Somewhere Between The Sleeves

“Horses” is not the best record Patti Smith has ever made. It’s one of rock and roll’s best opening acts, but it’s dwarfed her career with it’s gigantism. That album cover, those opening lines. Great moments, sure, but not everything.

“Radio Ethiopia”, her 1976 follow-up, is almost never mentioned. Where its predecessor bridges the logical gap from artist-as-poet plus rock and roll star, the follow up ditches the first half of that equation and shoots straight for affectation. The result – something way more raucous and virile.

It’s pretty clear from the get-go. The woman that opened her first record with the line “Jesus died for somebody’s sins, but not mine” opens the second with the exuberant “Ask the Angels”. Chunky chords, a firm low end and wild guitars are a ways away from the slow-burn intensity of tracks like “Gloria”. But that’s not the only difference.

“Pissing In a River” is frighteningly E-Street, predating future collaborator Bruce Springsteen’s “Darkness on the Edge of Town” sound two years ahead of time. The hallmarks are there – dramatic piano, penetrating organ and downright cinematic soloing. Smith’s performance, her voice cresting with each wave, only adds to the intensity.

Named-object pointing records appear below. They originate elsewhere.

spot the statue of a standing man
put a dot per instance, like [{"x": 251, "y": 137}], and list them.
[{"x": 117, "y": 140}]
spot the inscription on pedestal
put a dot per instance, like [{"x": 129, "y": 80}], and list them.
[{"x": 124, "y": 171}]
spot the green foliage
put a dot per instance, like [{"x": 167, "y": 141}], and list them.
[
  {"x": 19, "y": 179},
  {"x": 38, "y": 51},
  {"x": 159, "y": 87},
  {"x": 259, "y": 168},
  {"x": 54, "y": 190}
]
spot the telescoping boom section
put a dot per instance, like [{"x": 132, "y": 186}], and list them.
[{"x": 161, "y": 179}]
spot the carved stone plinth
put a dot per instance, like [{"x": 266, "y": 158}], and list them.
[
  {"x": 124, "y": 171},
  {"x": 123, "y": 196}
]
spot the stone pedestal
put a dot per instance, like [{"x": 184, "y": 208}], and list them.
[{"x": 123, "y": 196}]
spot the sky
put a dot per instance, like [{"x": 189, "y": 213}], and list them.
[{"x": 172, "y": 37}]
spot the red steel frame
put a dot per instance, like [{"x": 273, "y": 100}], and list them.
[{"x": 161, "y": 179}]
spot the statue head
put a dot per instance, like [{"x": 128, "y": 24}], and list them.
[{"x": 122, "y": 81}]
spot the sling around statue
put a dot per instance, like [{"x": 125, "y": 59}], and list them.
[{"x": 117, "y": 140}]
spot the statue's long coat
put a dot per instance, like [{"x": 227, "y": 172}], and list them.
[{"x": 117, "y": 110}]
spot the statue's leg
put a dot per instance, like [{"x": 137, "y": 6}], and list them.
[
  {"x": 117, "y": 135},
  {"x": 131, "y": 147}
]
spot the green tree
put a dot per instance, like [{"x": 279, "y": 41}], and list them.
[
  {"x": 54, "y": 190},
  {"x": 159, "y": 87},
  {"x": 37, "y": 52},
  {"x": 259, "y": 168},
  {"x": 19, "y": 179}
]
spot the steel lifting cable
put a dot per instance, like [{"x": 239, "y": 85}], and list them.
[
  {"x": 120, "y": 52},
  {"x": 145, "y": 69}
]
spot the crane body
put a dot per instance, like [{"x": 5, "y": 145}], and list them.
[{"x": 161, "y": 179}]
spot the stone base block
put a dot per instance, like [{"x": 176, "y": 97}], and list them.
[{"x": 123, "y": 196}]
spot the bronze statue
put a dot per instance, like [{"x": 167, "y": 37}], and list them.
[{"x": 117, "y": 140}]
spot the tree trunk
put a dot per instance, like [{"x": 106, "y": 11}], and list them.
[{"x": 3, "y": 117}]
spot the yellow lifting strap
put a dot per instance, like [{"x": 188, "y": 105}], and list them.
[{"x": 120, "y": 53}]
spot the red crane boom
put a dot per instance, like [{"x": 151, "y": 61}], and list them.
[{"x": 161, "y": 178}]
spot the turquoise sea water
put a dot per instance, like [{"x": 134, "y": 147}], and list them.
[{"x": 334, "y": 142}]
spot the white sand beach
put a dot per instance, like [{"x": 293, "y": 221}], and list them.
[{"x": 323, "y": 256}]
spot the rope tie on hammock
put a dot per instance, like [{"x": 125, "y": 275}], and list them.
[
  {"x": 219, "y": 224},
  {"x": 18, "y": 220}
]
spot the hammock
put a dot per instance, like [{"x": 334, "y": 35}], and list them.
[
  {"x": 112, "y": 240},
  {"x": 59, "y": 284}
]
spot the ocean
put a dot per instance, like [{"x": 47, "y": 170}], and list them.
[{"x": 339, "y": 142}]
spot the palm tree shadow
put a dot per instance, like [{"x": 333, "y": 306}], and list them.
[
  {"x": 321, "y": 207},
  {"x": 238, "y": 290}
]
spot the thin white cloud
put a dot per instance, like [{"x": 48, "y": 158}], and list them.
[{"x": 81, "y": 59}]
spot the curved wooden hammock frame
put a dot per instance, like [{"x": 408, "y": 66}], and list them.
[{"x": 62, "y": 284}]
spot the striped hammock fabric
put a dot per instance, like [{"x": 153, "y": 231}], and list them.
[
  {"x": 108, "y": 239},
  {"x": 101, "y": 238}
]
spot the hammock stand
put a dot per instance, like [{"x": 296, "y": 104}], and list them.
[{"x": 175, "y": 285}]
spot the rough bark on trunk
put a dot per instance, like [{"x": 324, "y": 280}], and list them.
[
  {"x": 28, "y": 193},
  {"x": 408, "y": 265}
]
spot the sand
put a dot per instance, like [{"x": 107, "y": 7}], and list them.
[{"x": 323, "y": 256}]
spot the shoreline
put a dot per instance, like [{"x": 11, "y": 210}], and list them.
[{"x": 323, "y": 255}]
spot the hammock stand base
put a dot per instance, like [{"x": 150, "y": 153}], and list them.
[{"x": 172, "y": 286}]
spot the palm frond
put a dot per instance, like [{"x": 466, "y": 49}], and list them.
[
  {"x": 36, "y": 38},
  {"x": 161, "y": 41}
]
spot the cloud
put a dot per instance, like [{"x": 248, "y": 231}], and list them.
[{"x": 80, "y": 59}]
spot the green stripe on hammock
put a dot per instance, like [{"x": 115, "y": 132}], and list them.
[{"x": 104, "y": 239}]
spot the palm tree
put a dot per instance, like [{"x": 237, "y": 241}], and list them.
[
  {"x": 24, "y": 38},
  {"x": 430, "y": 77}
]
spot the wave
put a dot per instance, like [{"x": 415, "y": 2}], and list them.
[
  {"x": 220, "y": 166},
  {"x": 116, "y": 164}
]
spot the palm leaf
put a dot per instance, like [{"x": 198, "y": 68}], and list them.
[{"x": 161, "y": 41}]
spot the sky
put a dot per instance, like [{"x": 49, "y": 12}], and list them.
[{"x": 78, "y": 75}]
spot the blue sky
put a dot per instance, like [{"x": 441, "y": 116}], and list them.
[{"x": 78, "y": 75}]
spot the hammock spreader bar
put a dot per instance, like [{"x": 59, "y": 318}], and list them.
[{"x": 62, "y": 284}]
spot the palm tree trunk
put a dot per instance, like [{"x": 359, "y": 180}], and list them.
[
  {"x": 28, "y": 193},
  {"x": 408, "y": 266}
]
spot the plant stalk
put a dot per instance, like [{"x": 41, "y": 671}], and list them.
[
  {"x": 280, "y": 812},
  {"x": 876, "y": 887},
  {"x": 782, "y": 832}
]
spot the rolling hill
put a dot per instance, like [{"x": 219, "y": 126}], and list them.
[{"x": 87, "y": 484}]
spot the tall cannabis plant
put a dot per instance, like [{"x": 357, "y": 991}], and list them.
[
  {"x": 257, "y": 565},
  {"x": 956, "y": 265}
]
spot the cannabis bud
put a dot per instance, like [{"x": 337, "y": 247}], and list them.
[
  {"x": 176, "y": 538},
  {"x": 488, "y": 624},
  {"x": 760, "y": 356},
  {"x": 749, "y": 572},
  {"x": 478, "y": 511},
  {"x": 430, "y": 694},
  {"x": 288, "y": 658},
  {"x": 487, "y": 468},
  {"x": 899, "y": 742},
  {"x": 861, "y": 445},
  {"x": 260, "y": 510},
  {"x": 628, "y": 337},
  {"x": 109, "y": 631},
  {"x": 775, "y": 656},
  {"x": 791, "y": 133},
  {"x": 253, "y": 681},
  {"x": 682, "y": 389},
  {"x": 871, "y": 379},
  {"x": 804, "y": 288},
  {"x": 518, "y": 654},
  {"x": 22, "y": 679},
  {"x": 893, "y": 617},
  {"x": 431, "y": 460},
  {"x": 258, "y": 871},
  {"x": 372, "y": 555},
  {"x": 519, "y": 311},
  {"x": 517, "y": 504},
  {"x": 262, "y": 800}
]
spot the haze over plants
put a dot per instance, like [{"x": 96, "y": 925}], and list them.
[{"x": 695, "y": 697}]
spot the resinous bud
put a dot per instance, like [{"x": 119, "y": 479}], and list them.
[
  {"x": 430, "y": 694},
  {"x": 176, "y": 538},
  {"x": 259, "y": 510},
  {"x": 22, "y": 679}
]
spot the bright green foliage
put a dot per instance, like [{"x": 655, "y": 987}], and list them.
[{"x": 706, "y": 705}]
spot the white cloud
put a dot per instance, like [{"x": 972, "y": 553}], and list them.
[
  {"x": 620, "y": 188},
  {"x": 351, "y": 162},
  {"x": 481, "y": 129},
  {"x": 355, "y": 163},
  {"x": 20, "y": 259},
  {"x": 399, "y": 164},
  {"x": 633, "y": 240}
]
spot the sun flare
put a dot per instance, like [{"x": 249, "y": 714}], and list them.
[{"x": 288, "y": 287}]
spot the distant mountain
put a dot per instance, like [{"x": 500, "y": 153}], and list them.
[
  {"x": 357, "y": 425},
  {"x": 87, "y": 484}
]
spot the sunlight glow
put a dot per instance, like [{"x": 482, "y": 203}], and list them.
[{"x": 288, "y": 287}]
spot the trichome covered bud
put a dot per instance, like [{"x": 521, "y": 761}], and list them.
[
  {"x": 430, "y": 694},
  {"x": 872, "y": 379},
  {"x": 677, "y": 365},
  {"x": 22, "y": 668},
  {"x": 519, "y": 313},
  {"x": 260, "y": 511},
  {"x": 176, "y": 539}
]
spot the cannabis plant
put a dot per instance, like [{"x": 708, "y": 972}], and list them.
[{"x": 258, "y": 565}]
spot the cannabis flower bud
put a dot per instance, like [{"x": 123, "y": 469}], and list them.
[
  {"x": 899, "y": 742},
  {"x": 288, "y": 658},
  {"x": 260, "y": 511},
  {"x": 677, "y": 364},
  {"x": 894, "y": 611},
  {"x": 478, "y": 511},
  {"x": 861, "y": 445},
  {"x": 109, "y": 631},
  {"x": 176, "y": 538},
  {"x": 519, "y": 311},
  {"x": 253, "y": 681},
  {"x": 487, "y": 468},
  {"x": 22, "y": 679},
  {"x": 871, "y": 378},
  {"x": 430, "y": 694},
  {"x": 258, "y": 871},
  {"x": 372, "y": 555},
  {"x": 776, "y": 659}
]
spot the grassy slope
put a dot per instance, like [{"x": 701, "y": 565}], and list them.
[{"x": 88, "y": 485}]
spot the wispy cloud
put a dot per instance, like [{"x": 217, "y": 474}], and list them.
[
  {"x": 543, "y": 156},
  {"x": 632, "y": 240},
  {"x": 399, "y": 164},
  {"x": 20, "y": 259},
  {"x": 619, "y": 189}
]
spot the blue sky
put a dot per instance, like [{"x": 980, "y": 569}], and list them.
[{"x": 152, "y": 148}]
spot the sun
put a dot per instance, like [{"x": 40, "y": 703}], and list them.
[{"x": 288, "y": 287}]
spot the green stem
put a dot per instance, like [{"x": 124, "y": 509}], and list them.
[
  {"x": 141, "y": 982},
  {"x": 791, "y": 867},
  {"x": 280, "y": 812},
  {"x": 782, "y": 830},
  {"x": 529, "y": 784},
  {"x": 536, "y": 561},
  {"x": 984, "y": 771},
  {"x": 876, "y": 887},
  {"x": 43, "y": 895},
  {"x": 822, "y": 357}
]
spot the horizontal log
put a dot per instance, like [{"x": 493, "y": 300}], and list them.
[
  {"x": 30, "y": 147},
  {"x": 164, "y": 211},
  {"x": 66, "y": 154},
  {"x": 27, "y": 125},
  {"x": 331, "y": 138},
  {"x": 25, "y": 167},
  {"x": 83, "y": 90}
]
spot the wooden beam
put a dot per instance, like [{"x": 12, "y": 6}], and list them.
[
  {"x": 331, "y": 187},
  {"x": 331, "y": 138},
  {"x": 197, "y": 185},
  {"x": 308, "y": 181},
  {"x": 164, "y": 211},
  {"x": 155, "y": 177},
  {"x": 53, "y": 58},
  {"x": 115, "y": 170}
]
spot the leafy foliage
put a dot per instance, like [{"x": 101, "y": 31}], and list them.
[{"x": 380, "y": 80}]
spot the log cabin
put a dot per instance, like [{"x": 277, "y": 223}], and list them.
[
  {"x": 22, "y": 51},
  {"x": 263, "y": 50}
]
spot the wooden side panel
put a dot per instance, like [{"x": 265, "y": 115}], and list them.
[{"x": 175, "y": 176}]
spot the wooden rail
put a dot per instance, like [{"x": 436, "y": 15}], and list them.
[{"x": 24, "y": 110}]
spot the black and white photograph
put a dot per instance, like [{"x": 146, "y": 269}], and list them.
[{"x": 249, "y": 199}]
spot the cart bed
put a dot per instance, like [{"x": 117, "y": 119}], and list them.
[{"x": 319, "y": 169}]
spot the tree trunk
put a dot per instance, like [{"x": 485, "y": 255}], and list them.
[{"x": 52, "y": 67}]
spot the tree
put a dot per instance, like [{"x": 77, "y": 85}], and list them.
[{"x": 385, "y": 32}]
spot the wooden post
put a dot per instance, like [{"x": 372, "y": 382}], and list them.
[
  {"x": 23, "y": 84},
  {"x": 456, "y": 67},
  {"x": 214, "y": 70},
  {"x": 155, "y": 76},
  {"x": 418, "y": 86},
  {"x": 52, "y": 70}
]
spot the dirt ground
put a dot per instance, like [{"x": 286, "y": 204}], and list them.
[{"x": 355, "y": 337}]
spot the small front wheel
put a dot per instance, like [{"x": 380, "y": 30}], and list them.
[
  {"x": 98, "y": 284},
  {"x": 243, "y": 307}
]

There’s a lot to like here: “Poppies” is a narcotic ballad with some of Smith’s most curious lyrics: “Everything is soakin’ and spread with butter.” The title track is a full ten minute auditory assault where Smith attacks primal drums and a scribbly guitars with imitable swagger. She glides across the mess with conviction, leaving no doubt, it’s a noise rock track, but with the added lyrical curiosities (sample: “When I See Brancusi/His Eyes Searching Out The Infinite Abstract Spaces”), it ends up being a satisfying experiment.

Side two unveils the album’s best moment – the riotous “Pumping (My Heart)”. It’s a masterful three minutes of seventies New York City punk. The keys are carnal, guitars oscillate furiously and Smith is in full howl mode. As the song hurls towards its climax, Smith keeps shouting “Total abandon!” It’s a perfect phrase to encapsulate the entire record. It’s an artist acting on instinct instead of playing to popular sensibilities. It’s wild, ugly and not an easy listen. Perhaps that’s why it’s been forgotten over time. Most people prefer to spare themselves the difficulty.

Patti Smith never cared to begin with.